Pro: "Das Thema Verantwortung übernehmen fühlt sich gut an. Jeder von uns – entscheidet im Sinne der Sache – wann man wo gebraucht wird", erzählt Cansu.
Contra: Nicht jeder mag Verantwortung für die Ausgestaltung des eigenen Arbeitstages übernehmen. Vor allem wenn man die Struktur lange Zeit gewohnt war. Wann braucht es mich am Telefon und wann an den Mails? Manchen fällt diese Entscheidung noch schwer.

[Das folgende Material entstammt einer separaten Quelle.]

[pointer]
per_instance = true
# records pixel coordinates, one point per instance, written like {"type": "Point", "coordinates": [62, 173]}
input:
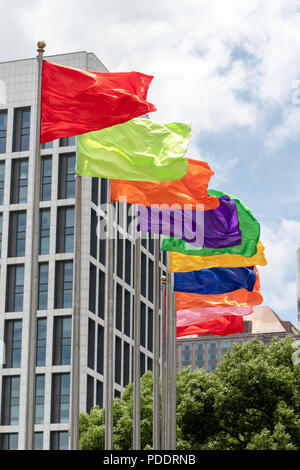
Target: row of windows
{"type": "Point", "coordinates": [61, 350]}
{"type": "Point", "coordinates": [19, 179]}
{"type": "Point", "coordinates": [60, 399]}
{"type": "Point", "coordinates": [21, 132]}
{"type": "Point", "coordinates": [64, 231]}
{"type": "Point", "coordinates": [63, 286]}
{"type": "Point", "coordinates": [59, 440]}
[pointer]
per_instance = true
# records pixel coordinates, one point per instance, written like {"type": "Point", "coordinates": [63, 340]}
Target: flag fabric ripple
{"type": "Point", "coordinates": [215, 280]}
{"type": "Point", "coordinates": [184, 263]}
{"type": "Point", "coordinates": [137, 150]}
{"type": "Point", "coordinates": [249, 227]}
{"type": "Point", "coordinates": [215, 228]}
{"type": "Point", "coordinates": [77, 101]}
{"type": "Point", "coordinates": [191, 189]}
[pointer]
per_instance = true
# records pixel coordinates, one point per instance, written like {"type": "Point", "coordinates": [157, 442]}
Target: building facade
{"type": "Point", "coordinates": [18, 81]}
{"type": "Point", "coordinates": [207, 351]}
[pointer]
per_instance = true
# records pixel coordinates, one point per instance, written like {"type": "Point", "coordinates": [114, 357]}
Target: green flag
{"type": "Point", "coordinates": [137, 150]}
{"type": "Point", "coordinates": [249, 227]}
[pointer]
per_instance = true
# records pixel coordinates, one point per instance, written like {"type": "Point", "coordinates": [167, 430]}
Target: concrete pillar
{"type": "Point", "coordinates": [298, 285]}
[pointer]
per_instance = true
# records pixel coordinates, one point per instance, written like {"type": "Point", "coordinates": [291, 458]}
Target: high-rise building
{"type": "Point", "coordinates": [206, 351]}
{"type": "Point", "coordinates": [18, 82]}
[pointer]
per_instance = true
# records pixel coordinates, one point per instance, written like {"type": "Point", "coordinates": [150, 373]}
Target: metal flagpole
{"type": "Point", "coordinates": [156, 440]}
{"type": "Point", "coordinates": [173, 375]}
{"type": "Point", "coordinates": [137, 344]}
{"type": "Point", "coordinates": [29, 430]}
{"type": "Point", "coordinates": [168, 362]}
{"type": "Point", "coordinates": [109, 329]}
{"type": "Point", "coordinates": [163, 363]}
{"type": "Point", "coordinates": [75, 385]}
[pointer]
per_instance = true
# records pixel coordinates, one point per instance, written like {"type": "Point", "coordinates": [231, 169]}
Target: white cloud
{"type": "Point", "coordinates": [206, 56]}
{"type": "Point", "coordinates": [278, 283]}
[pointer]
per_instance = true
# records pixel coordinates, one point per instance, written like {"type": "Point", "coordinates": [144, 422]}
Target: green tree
{"type": "Point", "coordinates": [252, 401]}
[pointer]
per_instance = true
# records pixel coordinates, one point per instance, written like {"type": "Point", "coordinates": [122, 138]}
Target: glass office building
{"type": "Point", "coordinates": [56, 272]}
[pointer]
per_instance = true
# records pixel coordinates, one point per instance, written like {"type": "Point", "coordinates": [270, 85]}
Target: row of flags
{"type": "Point", "coordinates": [212, 238]}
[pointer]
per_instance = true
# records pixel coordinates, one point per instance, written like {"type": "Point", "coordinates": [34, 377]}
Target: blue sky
{"type": "Point", "coordinates": [231, 68]}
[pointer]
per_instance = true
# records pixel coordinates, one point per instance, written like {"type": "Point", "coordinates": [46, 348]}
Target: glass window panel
{"type": "Point", "coordinates": [2, 177]}
{"type": "Point", "coordinates": [41, 342]}
{"type": "Point", "coordinates": [44, 231]}
{"type": "Point", "coordinates": [3, 131]}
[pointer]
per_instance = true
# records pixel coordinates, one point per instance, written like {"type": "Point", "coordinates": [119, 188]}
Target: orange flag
{"type": "Point", "coordinates": [236, 298]}
{"type": "Point", "coordinates": [191, 189]}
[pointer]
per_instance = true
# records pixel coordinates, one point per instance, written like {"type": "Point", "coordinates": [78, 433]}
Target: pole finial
{"type": "Point", "coordinates": [41, 46]}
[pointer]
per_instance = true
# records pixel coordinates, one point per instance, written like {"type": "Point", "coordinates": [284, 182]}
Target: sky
{"type": "Point", "coordinates": [231, 68]}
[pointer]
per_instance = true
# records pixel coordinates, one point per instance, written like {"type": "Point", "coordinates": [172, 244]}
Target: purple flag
{"type": "Point", "coordinates": [214, 228]}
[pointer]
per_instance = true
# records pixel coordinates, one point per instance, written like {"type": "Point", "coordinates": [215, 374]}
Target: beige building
{"type": "Point", "coordinates": [206, 351]}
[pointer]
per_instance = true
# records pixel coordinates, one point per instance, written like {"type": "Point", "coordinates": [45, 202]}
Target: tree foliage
{"type": "Point", "coordinates": [252, 401]}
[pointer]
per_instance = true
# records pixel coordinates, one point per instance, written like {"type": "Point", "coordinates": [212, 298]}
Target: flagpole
{"type": "Point", "coordinates": [173, 375]}
{"type": "Point", "coordinates": [109, 328]}
{"type": "Point", "coordinates": [163, 363]}
{"type": "Point", "coordinates": [75, 377]}
{"type": "Point", "coordinates": [30, 402]}
{"type": "Point", "coordinates": [168, 362]}
{"type": "Point", "coordinates": [136, 346]}
{"type": "Point", "coordinates": [156, 341]}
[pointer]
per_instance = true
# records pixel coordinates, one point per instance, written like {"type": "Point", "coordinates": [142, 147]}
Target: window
{"type": "Point", "coordinates": [21, 129]}
{"type": "Point", "coordinates": [103, 191]}
{"type": "Point", "coordinates": [2, 177]}
{"type": "Point", "coordinates": [13, 342]}
{"type": "Point", "coordinates": [41, 342]}
{"type": "Point", "coordinates": [212, 354]}
{"type": "Point", "coordinates": [39, 398]}
{"type": "Point", "coordinates": [92, 289]}
{"type": "Point", "coordinates": [62, 340]}
{"type": "Point", "coordinates": [47, 145]}
{"type": "Point", "coordinates": [225, 346]}
{"type": "Point", "coordinates": [46, 178]}
{"type": "Point", "coordinates": [95, 188]}
{"type": "Point", "coordinates": [59, 440]}
{"type": "Point", "coordinates": [89, 393]}
{"type": "Point", "coordinates": [10, 400]}
{"type": "Point", "coordinates": [186, 355]}
{"type": "Point", "coordinates": [1, 218]}
{"type": "Point", "coordinates": [19, 181]}
{"type": "Point", "coordinates": [128, 263]}
{"type": "Point", "coordinates": [43, 287]}
{"type": "Point", "coordinates": [143, 274]}
{"type": "Point", "coordinates": [17, 231]}
{"type": "Point", "coordinates": [100, 349]}
{"type": "Point", "coordinates": [66, 176]}
{"type": "Point", "coordinates": [199, 356]}
{"type": "Point", "coordinates": [101, 295]}
{"type": "Point", "coordinates": [44, 231]}
{"type": "Point", "coordinates": [38, 441]}
{"type": "Point", "coordinates": [14, 288]}
{"type": "Point", "coordinates": [118, 346]}
{"type": "Point", "coordinates": [3, 130]}
{"type": "Point", "coordinates": [93, 234]}
{"type": "Point", "coordinates": [9, 441]}
{"type": "Point", "coordinates": [99, 393]}
{"type": "Point", "coordinates": [91, 344]}
{"type": "Point", "coordinates": [126, 362]}
{"type": "Point", "coordinates": [60, 398]}
{"type": "Point", "coordinates": [63, 284]}
{"type": "Point", "coordinates": [65, 230]}
{"type": "Point", "coordinates": [67, 141]}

Eben weil die Veränderungen neu sind, gab es nach den ersten Erfahrungen Umfragen: Was sind eure Sorgen? Was braucht ihr? Wie fühlt sich die Theorie in der Praxis an? Das Feedback ist überwiegend gut. Das ist dankenswert und keine Selbstverständlichkeit. Beide erzählen, dass es während der Testphase des neuen Konzeptes relativ ruhig war im Kundenservice. Seit der Umstellung etwa aber rufen ungewöhnlich viele Kunden an. Cansu: "Manchmal sind es 1000 Anrufe am Tag plus Mails. Wir müssen miteinander agieren und ständig entscheiden, wo ist Hilfe am nötigsten? Eine echte Bewährungsprobe für unseren Change. Unterm Strich aber bin ich dankbar, dass wir die Chance erhalten haben, etwas Mutiges auszuprobieren. Erst wenn man Veränderung lebt, kann man beurteilen, was sie tatsächlich für einen bedeutet."